Petit rappel 1. Choisissez un endroit calme pour l’entretien et donnez des instructions pour ne pas être dérangé. 2. Au besoin, prenez des notes. 3. Orientez vos questions sur la formation du candidat, ses expériences et ses projets professionnels, ses activités extra-professionnelles, sa vie familiale et sa personnalité. 4. N’oubliez pas d’observer le comportement du candidat. Ses mimiques, sa gestuelle peuvent parfois en dire long.

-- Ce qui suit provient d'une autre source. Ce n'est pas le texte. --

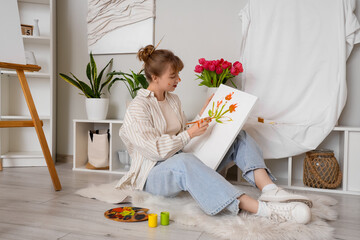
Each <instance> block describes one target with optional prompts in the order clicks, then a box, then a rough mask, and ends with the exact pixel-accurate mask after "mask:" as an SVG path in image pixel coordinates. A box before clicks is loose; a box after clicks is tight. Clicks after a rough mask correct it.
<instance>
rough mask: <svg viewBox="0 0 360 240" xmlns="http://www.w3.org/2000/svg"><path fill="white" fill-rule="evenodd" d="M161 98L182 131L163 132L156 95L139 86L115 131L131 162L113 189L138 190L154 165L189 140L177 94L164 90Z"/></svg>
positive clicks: (158, 104)
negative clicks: (164, 90) (124, 144)
mask: <svg viewBox="0 0 360 240" xmlns="http://www.w3.org/2000/svg"><path fill="white" fill-rule="evenodd" d="M165 98H166V100H167V101H168V103H169V104H170V106H171V108H172V109H174V111H175V113H176V116H177V118H178V120H179V121H180V123H181V125H182V131H181V132H180V133H179V134H177V135H173V136H170V135H168V134H165V131H166V121H165V118H164V116H163V114H162V112H161V109H160V107H159V103H158V100H157V98H156V97H155V96H154V93H153V92H151V91H149V90H147V89H140V90H139V91H138V93H137V96H136V97H135V98H134V100H133V101H132V102H131V104H130V105H129V107H128V109H127V111H126V114H125V118H124V123H123V125H122V127H121V128H120V131H119V135H120V137H121V140H122V141H123V142H124V144H125V146H126V148H127V150H128V152H129V155H130V157H131V161H132V162H131V167H130V170H129V171H128V172H127V173H126V174H125V175H124V176H123V177H122V178H121V179H120V181H119V182H118V183H117V185H116V188H118V189H125V188H128V187H130V188H132V189H138V190H142V189H143V188H144V185H145V182H146V179H147V177H148V175H149V173H150V170H151V169H152V168H153V167H154V166H155V164H156V163H157V162H158V161H164V160H166V159H167V158H169V157H171V156H173V155H174V154H175V153H176V152H177V151H179V150H181V149H183V148H184V146H185V145H186V144H187V143H188V142H189V141H190V136H189V134H188V132H187V131H186V118H185V115H184V113H183V111H182V108H181V102H180V99H179V97H178V96H177V95H175V94H172V93H168V92H165Z"/></svg>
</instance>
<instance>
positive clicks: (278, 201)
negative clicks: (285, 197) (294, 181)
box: [259, 198, 313, 208]
mask: <svg viewBox="0 0 360 240" xmlns="http://www.w3.org/2000/svg"><path fill="white" fill-rule="evenodd" d="M259 200H260V201H263V202H281V203H290V202H302V203H305V204H306V205H308V207H309V208H312V206H313V204H312V201H311V200H307V199H300V198H299V199H297V198H292V199H289V198H286V199H283V200H281V199H279V198H274V199H261V198H259Z"/></svg>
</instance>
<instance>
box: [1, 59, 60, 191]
mask: <svg viewBox="0 0 360 240" xmlns="http://www.w3.org/2000/svg"><path fill="white" fill-rule="evenodd" d="M0 68H7V69H13V70H16V73H17V75H18V78H19V81H20V84H21V88H22V91H23V93H24V96H25V100H26V103H27V105H28V108H29V111H30V115H31V119H32V120H21V121H0V128H10V127H35V130H36V133H37V135H38V138H39V142H40V145H41V149H42V152H43V154H44V157H45V161H46V164H47V167H48V170H49V173H50V176H51V180H52V182H53V185H54V189H55V190H56V191H60V190H61V184H60V180H59V177H58V175H57V172H56V169H55V164H54V162H53V160H52V157H51V154H50V150H49V146H48V144H47V141H46V138H45V134H44V131H43V128H42V126H43V123H42V121H41V120H40V119H39V115H38V113H37V110H36V107H35V104H34V100H33V98H32V96H31V93H30V88H29V85H28V83H27V80H26V77H25V73H24V70H26V71H30V72H34V71H39V70H40V69H41V67H40V66H37V65H29V64H27V65H22V64H13V63H4V62H0ZM1 170H2V161H1V159H0V171H1Z"/></svg>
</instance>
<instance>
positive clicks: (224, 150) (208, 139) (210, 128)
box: [183, 85, 257, 169]
mask: <svg viewBox="0 0 360 240" xmlns="http://www.w3.org/2000/svg"><path fill="white" fill-rule="evenodd" d="M231 93H233V94H232V95H231V99H230V100H226V99H225V98H226V96H229V94H231ZM256 100H257V97H256V96H253V95H250V94H248V93H245V92H242V91H240V90H237V89H235V88H232V87H229V86H226V85H220V87H219V89H218V90H217V91H216V93H215V95H214V97H213V98H212V100H211V102H210V103H209V104H208V106H207V107H206V109H205V111H204V113H203V114H202V115H201V116H200V117H201V118H205V117H208V116H209V110H212V109H213V106H214V108H215V109H216V107H217V104H218V103H221V104H220V105H219V110H220V109H221V108H222V106H224V105H225V106H224V108H223V111H222V112H224V111H225V110H226V109H229V107H230V106H234V104H237V105H236V108H235V111H232V112H231V113H230V111H228V112H227V113H225V115H223V116H226V117H224V118H222V119H220V121H222V122H223V123H219V122H216V121H215V120H214V119H213V120H212V122H211V123H210V125H209V128H208V130H207V131H206V132H205V133H204V134H203V135H201V136H198V137H195V138H193V139H191V141H190V142H189V143H188V144H187V145H186V146H185V148H184V150H183V151H184V152H190V153H193V154H194V155H195V156H196V157H198V158H199V159H200V160H201V161H202V162H204V163H205V164H206V165H207V166H209V167H210V168H212V169H217V167H218V166H219V164H220V162H221V160H222V159H223V158H224V156H225V154H226V152H227V151H228V149H229V148H230V146H231V144H232V143H233V141H234V140H235V138H236V137H237V135H238V134H239V132H240V130H241V128H242V127H243V125H244V123H245V122H246V119H247V118H248V116H249V113H250V112H251V110H252V109H253V107H254V105H255V102H256ZM220 101H222V102H220ZM225 103H226V104H225ZM229 118H231V119H232V121H229V120H230V119H229Z"/></svg>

“ Je ne suis pas sensible au stéréotype du commercial qui en met plein la vue dès le début de l’entretien. Je préfère de loin un candidat un peu plus discret au démarrage. La vente, ce n’est pas du cinéma ! ” Régis Guimont, directeur commercial Jacob Delafon, manage une équipe de vingt-cinq commerciaux dont trois directeurs de région “ Je m’investis bien évidemment dans le recrutement des commerciaux. Je considère même que c’est l’une des missions majeures d’un manager. Au cours de l’entretien avec le candidat, je suis particulièrement sensible à trois points : sa connaissance de son futur environnement professionnel, mais aussi géographique, sa combativité – l’absence de tout esprit combatif est rédhibitoire – et sa personnalité. Je me méfie des candidats qui ont des réponses toutes faites à tout. Je préfère de loin les gens naturels et authentiques. La poignée de main ? Je n’en tire aucune conclusion. Parce que le métier est physique et éprouvant, un candidat sportif augmente ses chances. J’ai d’ailleurs de très bons résultats avec eux. Mais attention, là aussi, il faut rester réaliste. Un candidat qui me dit pratiquer douze sports, être passionné de lecture perd de sa crédibilité. Dans les petits “plus”, je citerais pêle-mêle le “punch”, le fait d’être souriant – ce qui n’empêche pas d’être ferme – et, parce que c’est l’essence même de notre métier, le fait de s’intéresser au secteur de la décoration intérieure. J’ai un autre “truc” : souvent, en cours d’entretien, je me rends compte que le candidat me rappelle un collaborateur ou une connaissance. Dans ce cas, j’oriente mes questions en fonction du type de personnalité que je crois déceler, de ses points forts et de ses faiblesses. Et puis, on ne peut pas échapper aux coups de cœur. Un candidat qui a un vécu similaire, qui a eu une expérience à l’international dans le même pays que vous, qui a fait un stage dans la même entreprise, cela ne peut que vous interpeller... ”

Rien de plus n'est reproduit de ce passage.